Covariance in Python
Covariance is defined as the estimate of the difference of change between two variables or more variables. It defines the changes of two variables together.
In Python, The covariance can be calculated between two Numpy arrays by using the numpy.cov(a1,a2) function.
Here, a1 expresses the set of values of the first variable, and a2 expresses the set of values of the second variable.
A 2D array is returned by the numpy.cov() function. The value at index[0][0] is the covariance between a1 and a1 and the index[0][1] value is the covariance between a1 and a2.
Index[1][0] the value is the covariance between a2 and a1 and the index[1][1] value is the covariance between a2 and a2.
Example:
import numpy as np
array1 = np.array([3,1,4])
array2 = np.array([5,1,3])
covariance = np.cov(array1, array2)[0][1]
print(covariance)
Output:
2.0
Now, we will see the two equal length vectors with one increasing and the other decreasing.
It returns the square covariance matrix and access covariance for the two variables as [0,1].
Example:
from numpy import cov
x = np.array([2,4,1,6,2,1,7,5,8])
print(x)
y = np.array([7,2,3,1,8,6,2,3,4])
print(y)
Sigma = cov(x,y)[0,1]
print(Sigma)
Output:
[2,4,1,6,2,1,7,5,8]
[7,2,3,1,8,6,2,3,4]
-3.75
Covariance Matrix
The covariance matrix is defined as the symmetric matrix and square matrix. The covariance between two or more two arbitrary variables is described.
The covariance matrix element Cij is the covariance of xi and xj.

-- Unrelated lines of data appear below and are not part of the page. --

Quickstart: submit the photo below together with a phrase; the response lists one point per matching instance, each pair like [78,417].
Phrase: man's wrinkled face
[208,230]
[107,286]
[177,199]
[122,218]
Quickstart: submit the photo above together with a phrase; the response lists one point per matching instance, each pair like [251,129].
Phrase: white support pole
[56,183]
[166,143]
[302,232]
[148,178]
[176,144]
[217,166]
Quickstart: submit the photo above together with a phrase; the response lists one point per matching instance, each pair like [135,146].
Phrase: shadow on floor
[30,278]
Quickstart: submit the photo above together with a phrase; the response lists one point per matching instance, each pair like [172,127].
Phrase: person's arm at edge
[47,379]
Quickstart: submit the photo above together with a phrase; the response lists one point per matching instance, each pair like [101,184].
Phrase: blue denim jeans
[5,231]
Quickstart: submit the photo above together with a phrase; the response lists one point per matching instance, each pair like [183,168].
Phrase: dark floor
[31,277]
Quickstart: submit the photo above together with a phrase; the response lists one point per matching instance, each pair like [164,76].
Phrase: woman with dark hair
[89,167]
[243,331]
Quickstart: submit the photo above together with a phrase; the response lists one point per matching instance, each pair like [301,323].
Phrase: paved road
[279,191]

The element Cii is the variance of xi.
- If COV(xi, xj) = 0 then variables are discrete.
- If COV(xi, xj) > 0 then variables are positively discrete.

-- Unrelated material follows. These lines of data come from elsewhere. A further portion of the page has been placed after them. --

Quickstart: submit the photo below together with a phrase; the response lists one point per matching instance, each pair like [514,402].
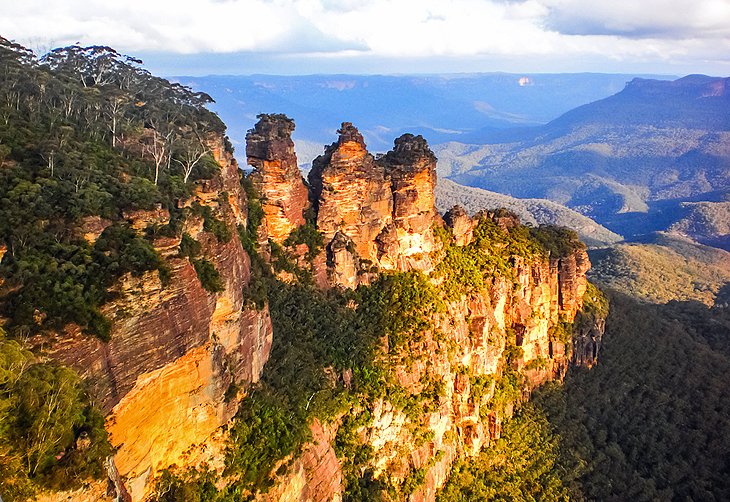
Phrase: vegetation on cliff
[97,160]
[87,133]
[336,352]
[50,434]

- If COV(xi, xj) > < 0 then variables are negatively discrete.
Syntax:
numpy.cov( )
Example 1:
import numpy as np
x = np.array([[3, 1, 4], [7, 3, 8], [1, 5, 7]])

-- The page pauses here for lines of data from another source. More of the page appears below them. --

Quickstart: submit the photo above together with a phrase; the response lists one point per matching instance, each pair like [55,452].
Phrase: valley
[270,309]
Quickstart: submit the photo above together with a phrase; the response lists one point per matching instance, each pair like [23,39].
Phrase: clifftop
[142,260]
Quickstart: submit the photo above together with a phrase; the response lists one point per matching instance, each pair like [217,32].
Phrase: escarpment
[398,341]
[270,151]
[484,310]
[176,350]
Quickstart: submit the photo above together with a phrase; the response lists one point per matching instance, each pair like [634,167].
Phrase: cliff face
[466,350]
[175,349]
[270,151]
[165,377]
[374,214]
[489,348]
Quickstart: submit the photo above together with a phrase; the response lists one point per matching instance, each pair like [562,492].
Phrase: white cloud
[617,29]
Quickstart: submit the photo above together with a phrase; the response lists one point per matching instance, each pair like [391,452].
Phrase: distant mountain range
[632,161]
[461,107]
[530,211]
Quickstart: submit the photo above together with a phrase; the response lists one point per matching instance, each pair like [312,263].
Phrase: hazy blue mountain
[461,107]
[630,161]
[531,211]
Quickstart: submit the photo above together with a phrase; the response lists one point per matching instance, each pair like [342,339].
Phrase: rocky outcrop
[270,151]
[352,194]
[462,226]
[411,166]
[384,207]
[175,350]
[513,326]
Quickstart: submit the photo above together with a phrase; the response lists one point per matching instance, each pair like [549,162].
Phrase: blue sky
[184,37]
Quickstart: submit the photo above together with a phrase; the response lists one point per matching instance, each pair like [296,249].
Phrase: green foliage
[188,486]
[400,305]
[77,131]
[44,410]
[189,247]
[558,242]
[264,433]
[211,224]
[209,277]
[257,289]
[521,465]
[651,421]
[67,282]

print("Array shape:\n", np.shape(x))
print("Covarinace matrix of x:\n", np.cov(x))
Output:
Array shape:
(3, 3)
Covarinace matrix of x:
[[2.33333333 4. 0.66666667]
[4. 7. 0. ]
[0.66666667 0. 9.33333333]]
Example 2:
import numpy as np
x = [1.21, 2.33, 3.21, 4.56]
y = [2.87, 2.78, 3.43, 3.65]
cov_mat = np.stack((x, y), axis = 0)
print(np.cov(cov_mat))
Output:
[[2.00389167 0.536775 ]
[0.536775 0.179825 ]]
Example 3:
import numpy as np
x = [1.21, 2.33, 3.21, 4.56]
y = [2.87, 2.78, 3.43, 3.65]
cov_mat = np.stack((x, y), axis = 1)
print("matrix x and y:", np.shape(cov_mat))
print("covariance matrix:", np.shape(np.cov(cov_mat)))
print(np.cov(cov_mat))
Output:
matrix x and y: (4, 2)
covariance matrix: (4, 4)
[[ 1.3778 0.3735 0.1826 -0.7553 ]
[ 0.3735 0.10125 0.0495 -0.20475]
[ 0.1826 0.0495 0.0242 -0.1001 ]
[-0.7553 -0.20475 -0.1001 0.41405]]
Straight Covariance Matrix
The structured relation in a matrix of random variables is separated by the tool provided by the covariance matrix. It is used for decorrelating the variables and practiced as a transform to other variables. It is referred to as the key element utilized in the PCA(Principal component analysis).
Now, we take an example of two 9 element vectors and calculating the straight covariance matrix.
Example:
from numpy import array
from numpy import cov
x = np.array([2,4,1,6,2,1,7,5,8])
print(x)
y = np.array([7,2,3,1,8,6,2,3,4])
print(y)
Sigma = cov(x,y)
print(Sigma)
Output:
[2,4,1,6,2,1,7,5,8]
[7,2,3,1,8,6,2,3,4]
[[ 7. -3.75]
[-3.75 6. ]]
Conclusion
In the above article, we have learned about the covariance in Python with which we can determine the differences between the variables.